Or: This building was constructed so that you could jump off it in the pool from various spots with increasing difficulty
The flight from Sydney to the Gold Coast was so short, I don’t think I’ve realized yet that I am almost 1000 km away. As soon as the plane was up in the air, the pilot announced that he was about to begin the descend.
I had no idea what to expect when coming here. We arrived in the evening – it wasn’t even that late – but all the shops were closed and the streets deserted. Way to make an impression, Queensland! It was like one of those low-budget zombie movies. Only that the zombies wore shorts.
Ok, the Gold Coast is slooooooow. It is like one huge retirement home. Like Florida. Hanging out by the pool all day doing nothing gets actually quite exhausting; maybe that’s why everybody sleeps so much.
When people here talk about full-time jobs, they mean 9 – 14. If you haven’t done your shopping by 5 PM, there is a good chance you’re gonna go hungry. And finally, the library, where people just hang out and read, is something like the busiest spot, as far as you can call it ‘busy’.
And with this here key, I shall breach the gates of wisdom and power, for no longer I have to remain in uneducated darkness
I’ve made it my new home. That’s where I come to hang out pretty much every day (until it closes at 5PM). At first it was for the free wifi. Then it was for my writing job, for which I need the internet for (doing research makes me feel all fancy-schmancy. I’m their little writer bunny and loving it). But then, I finally got a library card (completely free of charge) and made it my mission to educate myself on all those damn mangas that they have in here. So far, I have managed some Sailor Moon and one Warcraft (Cobbler, stick to your last!)
Everyone has a pool here. This isn’t luxury, it’s standard. And it’s highly needed, since it does not cool down at all. Even at night it’s still 30 degrees. Wait, night? Which night? The sun comes up around 4 AM. Or something like that. Anyway, by the time I wake up (usually around 7, because after that it’s impossible to sleep) it feels like it’s midday. The sun is a harsh, merciless son of a bitch.
Coming from Germany, where we get like 5 minutes of summer each year between July and Ausgust, this truly sounded like paradise. No thick winter coats, no yellow snow, no running nose. But there is a point when the heat just gets too much, unbearable. I have reached that point when I am trying to scratch my ass just to find a dark-grey mixture of old sweat and dead skin cells underneath my fingernails. Yes, Gold-Coastians have a pretty tough life.
If I thought Sydney was bad with sunburns, then I had no idea what I was getting myself into here. One hour of sunbathing in the afternoon has made my skin practically burn off. Hard tan reset – have to start over!
Can you correctly guess which part of my body that is? That’s right – all over!
The Gold Coast is mainly only fun if you’re a surfer or know how to operate any other kind of crazy board. Nah, I am not hating. And if I wanted to hate something, it would be the one-layered, way too thin toilet-paper. But otherwise, there is nothing much to do around here.
Southport is small (apparently not so small, but that’s what it feels like to me). It feels like a real community. After being in the hostel for just one week, and quickly finding an apartment to move into, we still keep going back to hang out there. Most people who have ever stayed there do. I don’t know what it is. Maybe it’s one of those fantasy soul sucking dark magic spells. Maybe that’s why everyone here is getting too lethargic to move their asses… Maybe I am on to something here.
5:30 in the morning
„My“ room in my new apartment, that I am sharing with one other guy, doesn’t even have a door. But, that’s Australia, right? Gotta compromise. The people here are awesome, though. It’s probably the weather. No one really cares. High on sunlight.

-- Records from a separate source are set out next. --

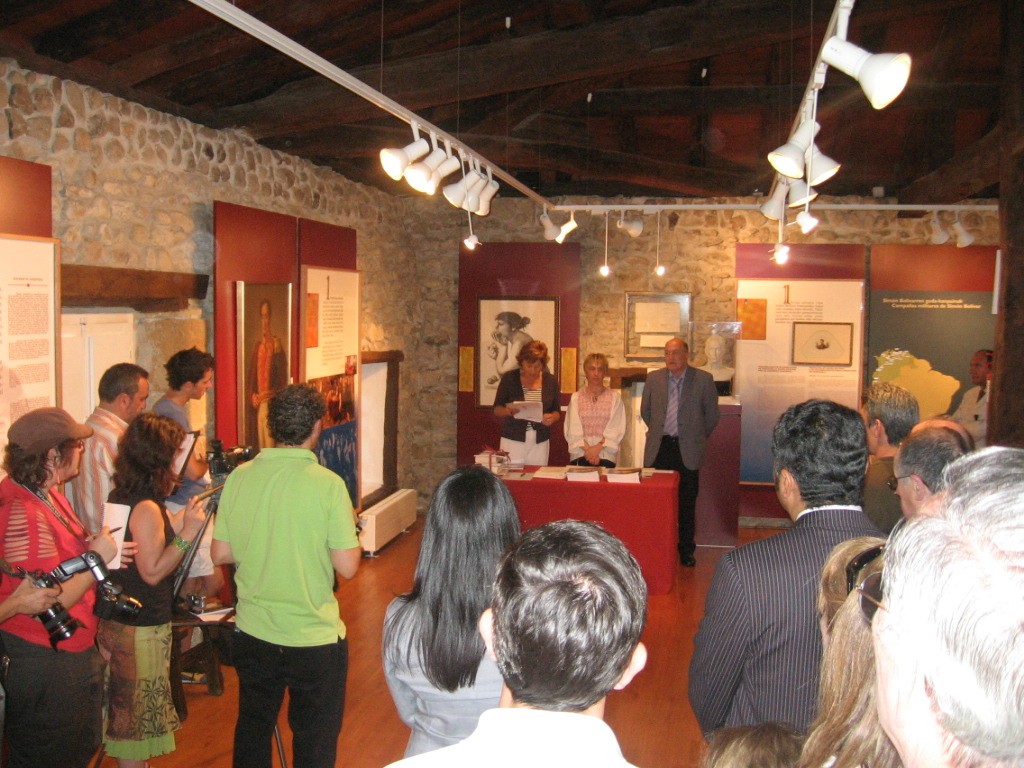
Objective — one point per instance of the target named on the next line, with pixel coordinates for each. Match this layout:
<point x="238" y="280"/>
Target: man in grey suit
<point x="758" y="648"/>
<point x="680" y="409"/>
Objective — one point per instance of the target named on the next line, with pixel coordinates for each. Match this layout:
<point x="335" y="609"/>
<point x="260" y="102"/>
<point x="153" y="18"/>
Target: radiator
<point x="385" y="520"/>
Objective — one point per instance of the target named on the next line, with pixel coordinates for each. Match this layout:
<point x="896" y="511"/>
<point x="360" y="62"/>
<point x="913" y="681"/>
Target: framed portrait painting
<point x="505" y="324"/>
<point x="822" y="343"/>
<point x="264" y="355"/>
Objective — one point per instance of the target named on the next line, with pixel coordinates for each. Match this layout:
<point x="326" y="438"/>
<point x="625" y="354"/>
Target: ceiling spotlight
<point x="396" y="161"/>
<point x="472" y="241"/>
<point x="566" y="228"/>
<point x="939" y="236"/>
<point x="456" y="192"/>
<point x="788" y="159"/>
<point x="807" y="221"/>
<point x="819" y="166"/>
<point x="882" y="76"/>
<point x="633" y="228"/>
<point x="964" y="238"/>
<point x="800" y="194"/>
<point x="774" y="207"/>
<point x="472" y="201"/>
<point x="550" y="230"/>
<point x="780" y="253"/>
<point x="488" y="192"/>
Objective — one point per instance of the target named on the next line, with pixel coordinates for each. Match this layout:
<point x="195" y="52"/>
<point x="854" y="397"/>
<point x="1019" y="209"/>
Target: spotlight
<point x="472" y="241"/>
<point x="807" y="221"/>
<point x="939" y="236"/>
<point x="633" y="228"/>
<point x="788" y="159"/>
<point x="820" y="166"/>
<point x="456" y="192"/>
<point x="489" y="190"/>
<point x="396" y="161"/>
<point x="800" y="194"/>
<point x="566" y="228"/>
<point x="780" y="253"/>
<point x="964" y="238"/>
<point x="550" y="230"/>
<point x="774" y="207"/>
<point x="882" y="76"/>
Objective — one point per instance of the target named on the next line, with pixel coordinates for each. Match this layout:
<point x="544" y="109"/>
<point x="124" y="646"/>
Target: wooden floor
<point x="651" y="718"/>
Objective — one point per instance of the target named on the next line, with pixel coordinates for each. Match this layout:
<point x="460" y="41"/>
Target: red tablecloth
<point x="644" y="516"/>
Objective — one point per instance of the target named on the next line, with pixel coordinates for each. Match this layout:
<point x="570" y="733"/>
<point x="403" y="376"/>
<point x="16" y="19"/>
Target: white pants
<point x="203" y="563"/>
<point x="529" y="453"/>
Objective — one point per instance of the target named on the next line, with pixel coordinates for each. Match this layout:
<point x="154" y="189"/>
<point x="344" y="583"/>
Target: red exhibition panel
<point x="644" y="516"/>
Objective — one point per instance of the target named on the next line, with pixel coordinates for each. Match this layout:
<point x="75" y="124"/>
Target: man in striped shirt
<point x="124" y="388"/>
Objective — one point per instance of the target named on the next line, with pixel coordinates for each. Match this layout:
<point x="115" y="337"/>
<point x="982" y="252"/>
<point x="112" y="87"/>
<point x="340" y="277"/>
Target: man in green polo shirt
<point x="287" y="524"/>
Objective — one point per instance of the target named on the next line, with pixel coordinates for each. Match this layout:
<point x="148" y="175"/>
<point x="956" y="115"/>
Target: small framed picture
<point x="822" y="343"/>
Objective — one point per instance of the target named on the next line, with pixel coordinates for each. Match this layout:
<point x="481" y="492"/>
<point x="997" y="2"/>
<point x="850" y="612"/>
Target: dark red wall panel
<point x="514" y="269"/>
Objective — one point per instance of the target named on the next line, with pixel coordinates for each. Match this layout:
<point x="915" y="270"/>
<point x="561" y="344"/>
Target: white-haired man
<point x="947" y="632"/>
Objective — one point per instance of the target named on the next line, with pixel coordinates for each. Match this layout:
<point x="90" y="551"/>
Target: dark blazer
<point x="697" y="414"/>
<point x="510" y="390"/>
<point x="758" y="649"/>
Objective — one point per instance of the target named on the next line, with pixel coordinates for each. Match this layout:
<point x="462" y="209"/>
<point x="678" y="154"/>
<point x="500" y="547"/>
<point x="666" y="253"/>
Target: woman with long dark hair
<point x="434" y="663"/>
<point x="141" y="720"/>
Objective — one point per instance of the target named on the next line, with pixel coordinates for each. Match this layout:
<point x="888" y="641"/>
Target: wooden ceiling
<point x="626" y="97"/>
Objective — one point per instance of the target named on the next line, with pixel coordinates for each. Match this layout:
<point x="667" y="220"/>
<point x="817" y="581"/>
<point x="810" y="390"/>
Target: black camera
<point x="222" y="462"/>
<point x="111" y="603"/>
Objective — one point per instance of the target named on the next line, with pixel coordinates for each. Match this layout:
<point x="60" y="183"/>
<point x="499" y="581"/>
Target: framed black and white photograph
<point x="264" y="333"/>
<point x="822" y="343"/>
<point x="505" y="325"/>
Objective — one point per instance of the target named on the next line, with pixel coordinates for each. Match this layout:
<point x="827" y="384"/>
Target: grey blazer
<point x="757" y="652"/>
<point x="697" y="414"/>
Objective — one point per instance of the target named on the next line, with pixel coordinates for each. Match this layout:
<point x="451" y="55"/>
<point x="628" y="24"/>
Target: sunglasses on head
<point x="869" y="588"/>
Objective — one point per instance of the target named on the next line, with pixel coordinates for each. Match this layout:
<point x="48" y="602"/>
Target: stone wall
<point x="135" y="187"/>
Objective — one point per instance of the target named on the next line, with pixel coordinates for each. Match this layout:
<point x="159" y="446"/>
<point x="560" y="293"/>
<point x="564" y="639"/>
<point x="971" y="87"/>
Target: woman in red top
<point x="54" y="692"/>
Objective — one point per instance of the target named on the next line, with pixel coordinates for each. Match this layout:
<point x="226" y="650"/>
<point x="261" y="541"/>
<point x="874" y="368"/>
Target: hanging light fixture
<point x="964" y="238"/>
<point x="395" y="161"/>
<point x="568" y="226"/>
<point x="489" y="190"/>
<point x="939" y="235"/>
<point x="472" y="241"/>
<point x="800" y="194"/>
<point x="658" y="266"/>
<point x="633" y="228"/>
<point x="788" y="159"/>
<point x="550" y="230"/>
<point x="605" y="270"/>
<point x="774" y="207"/>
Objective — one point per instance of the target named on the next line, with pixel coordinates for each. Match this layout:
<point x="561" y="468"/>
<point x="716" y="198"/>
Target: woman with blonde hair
<point x="595" y="423"/>
<point x="846" y="732"/>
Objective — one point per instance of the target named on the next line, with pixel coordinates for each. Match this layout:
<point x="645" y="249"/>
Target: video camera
<point x="222" y="463"/>
<point x="111" y="603"/>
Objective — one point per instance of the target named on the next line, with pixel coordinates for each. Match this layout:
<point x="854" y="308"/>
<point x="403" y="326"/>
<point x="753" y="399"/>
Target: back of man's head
<point x="927" y="453"/>
<point x="293" y="413"/>
<point x="187" y="366"/>
<point x="119" y="379"/>
<point x="824" y="448"/>
<point x="568" y="606"/>
<point x="895" y="407"/>
<point x="954" y="608"/>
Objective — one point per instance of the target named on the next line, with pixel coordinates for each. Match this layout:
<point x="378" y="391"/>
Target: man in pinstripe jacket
<point x="759" y="645"/>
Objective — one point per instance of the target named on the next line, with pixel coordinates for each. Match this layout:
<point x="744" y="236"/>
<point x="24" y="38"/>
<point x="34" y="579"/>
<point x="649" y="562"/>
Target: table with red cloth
<point x="644" y="516"/>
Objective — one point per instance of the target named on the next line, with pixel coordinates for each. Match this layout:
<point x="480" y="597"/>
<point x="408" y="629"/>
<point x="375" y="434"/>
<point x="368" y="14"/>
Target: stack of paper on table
<point x="583" y="474"/>
<point x="623" y="474"/>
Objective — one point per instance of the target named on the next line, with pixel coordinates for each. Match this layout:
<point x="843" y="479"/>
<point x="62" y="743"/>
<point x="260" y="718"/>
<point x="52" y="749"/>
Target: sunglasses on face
<point x="869" y="589"/>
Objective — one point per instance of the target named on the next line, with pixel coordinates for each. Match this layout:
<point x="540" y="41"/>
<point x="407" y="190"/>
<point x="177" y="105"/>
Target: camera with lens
<point x="111" y="603"/>
<point x="222" y="462"/>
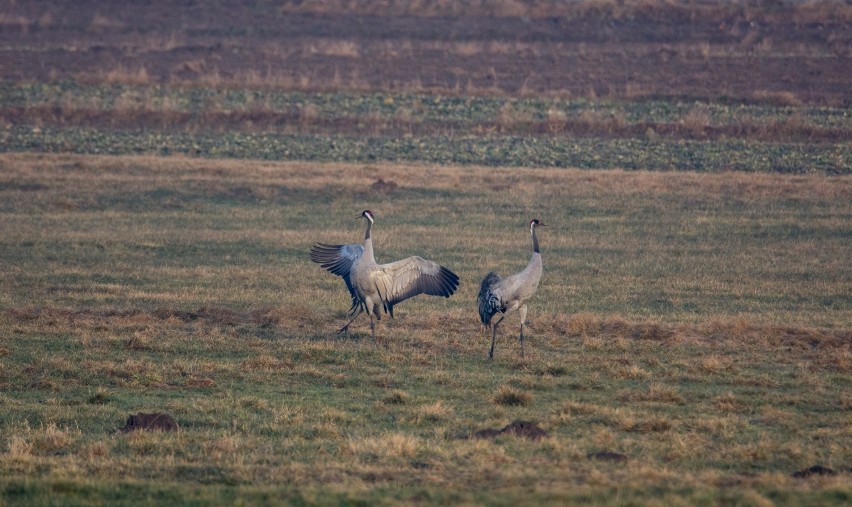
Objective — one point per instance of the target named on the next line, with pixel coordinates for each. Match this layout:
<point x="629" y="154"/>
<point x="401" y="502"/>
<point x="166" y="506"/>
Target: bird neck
<point x="368" y="243"/>
<point x="535" y="241"/>
<point x="369" y="228"/>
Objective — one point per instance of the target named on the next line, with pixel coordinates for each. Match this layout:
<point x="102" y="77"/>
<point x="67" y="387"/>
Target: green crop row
<point x="631" y="154"/>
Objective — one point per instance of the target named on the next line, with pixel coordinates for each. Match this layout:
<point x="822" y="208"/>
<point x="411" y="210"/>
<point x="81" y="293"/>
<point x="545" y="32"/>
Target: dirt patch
<point x="690" y="53"/>
<point x="384" y="187"/>
<point x="607" y="456"/>
<point x="814" y="470"/>
<point x="150" y="422"/>
<point x="524" y="429"/>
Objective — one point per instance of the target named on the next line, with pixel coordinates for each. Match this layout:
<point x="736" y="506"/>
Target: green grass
<point x="697" y="323"/>
<point x="69" y="117"/>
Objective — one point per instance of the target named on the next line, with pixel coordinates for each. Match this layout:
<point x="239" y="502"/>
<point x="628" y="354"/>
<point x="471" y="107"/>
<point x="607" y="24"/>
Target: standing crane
<point x="505" y="295"/>
<point x="378" y="287"/>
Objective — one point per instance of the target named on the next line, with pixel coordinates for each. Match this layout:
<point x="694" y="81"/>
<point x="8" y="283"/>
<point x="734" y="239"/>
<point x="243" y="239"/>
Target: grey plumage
<point x="505" y="295"/>
<point x="376" y="288"/>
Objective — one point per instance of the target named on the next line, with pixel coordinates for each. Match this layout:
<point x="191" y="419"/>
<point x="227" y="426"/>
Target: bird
<point x="377" y="288"/>
<point x="505" y="295"/>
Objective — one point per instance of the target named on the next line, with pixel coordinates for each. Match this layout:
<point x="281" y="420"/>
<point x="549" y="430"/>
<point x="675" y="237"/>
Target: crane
<point x="378" y="287"/>
<point x="505" y="295"/>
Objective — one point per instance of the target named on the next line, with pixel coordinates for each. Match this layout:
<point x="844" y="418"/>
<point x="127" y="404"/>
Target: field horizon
<point x="691" y="335"/>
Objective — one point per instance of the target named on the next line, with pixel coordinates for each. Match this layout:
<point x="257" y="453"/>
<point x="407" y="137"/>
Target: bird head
<point x="367" y="214"/>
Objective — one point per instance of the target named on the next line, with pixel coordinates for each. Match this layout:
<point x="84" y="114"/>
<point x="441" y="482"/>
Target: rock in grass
<point x="150" y="422"/>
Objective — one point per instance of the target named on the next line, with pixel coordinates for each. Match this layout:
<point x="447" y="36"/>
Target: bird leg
<point x="523" y="311"/>
<point x="494" y="336"/>
<point x="345" y="329"/>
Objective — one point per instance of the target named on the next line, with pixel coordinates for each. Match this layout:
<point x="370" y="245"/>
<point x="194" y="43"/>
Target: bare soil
<point x="745" y="55"/>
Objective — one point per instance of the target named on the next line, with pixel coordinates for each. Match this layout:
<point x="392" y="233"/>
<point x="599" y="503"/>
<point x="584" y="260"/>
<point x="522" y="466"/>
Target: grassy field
<point x="165" y="168"/>
<point x="689" y="343"/>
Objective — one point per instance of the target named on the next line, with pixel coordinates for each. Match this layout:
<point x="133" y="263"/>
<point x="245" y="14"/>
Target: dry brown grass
<point x="232" y="330"/>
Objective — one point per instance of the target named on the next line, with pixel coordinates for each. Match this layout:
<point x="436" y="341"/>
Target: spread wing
<point x="409" y="277"/>
<point x="338" y="260"/>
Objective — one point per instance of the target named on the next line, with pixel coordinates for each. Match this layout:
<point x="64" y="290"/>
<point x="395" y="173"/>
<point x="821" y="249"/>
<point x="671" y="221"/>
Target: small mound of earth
<point x="380" y="185"/>
<point x="524" y="429"/>
<point x="607" y="456"/>
<point x="150" y="422"/>
<point x="814" y="470"/>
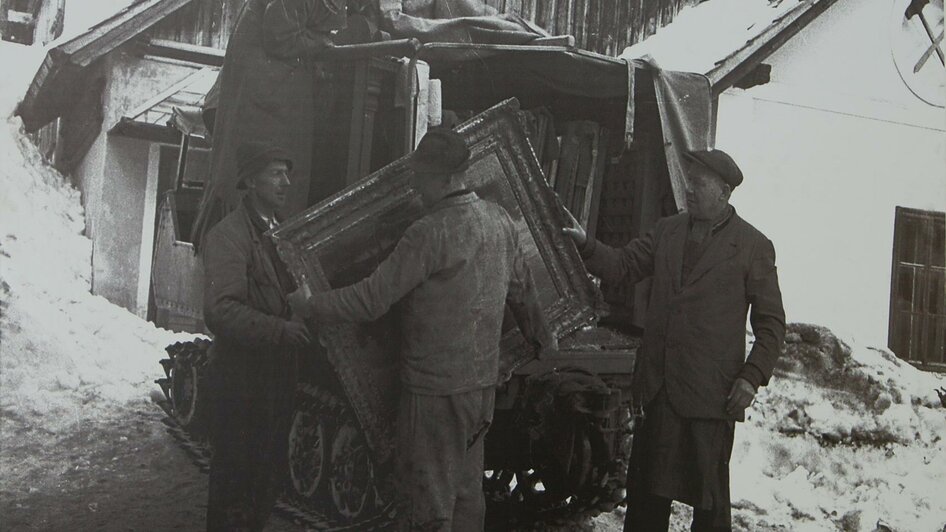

My flatmates are Filipino, Portuguese and Brazilian. All guys. Which gets increasingly interesting when the wind has once again blown my panties from where I had hung them up on the balcony to dry onto the roof below, and the Brazilian guy has the glorious idea to vacuum them back up (I trusted him, he’s an engineer..) And he hands them back to me with a charming smirk.. could this situation get any more awkward if I asked you to marry me right here, right now.. oh the long-haired, dark-eyed adonis..
Where was I? (I hope he isn’t reading this)
I’ve met a rockstar. Or the closest thing to it. The type of guy that remembers people by what kind of drugs he did with them.
„See“, he says, handing me his phone with his facebook profile open, „here’s Eddie“. I die a little inside. He calls Edward Furlong ‘Eddie’. The kid that I am still jealous of to this day because he got to play what must surely be the second-coolest part in action movie history to this day.
„See how blurry his hand is there next to my lap? That’s because he’s jerking me off“, he goes on casually, as if telling me about Coles’ special deal on $1 extra soft loaf of white bread.
I suppose that’s rock’n’roll lifestyle. These people don’t have a light chicken breast roquette salad for dinner because they’re watching their carbs, no, they have three bottles of cheap merlot by the pool. And that’s only the entree.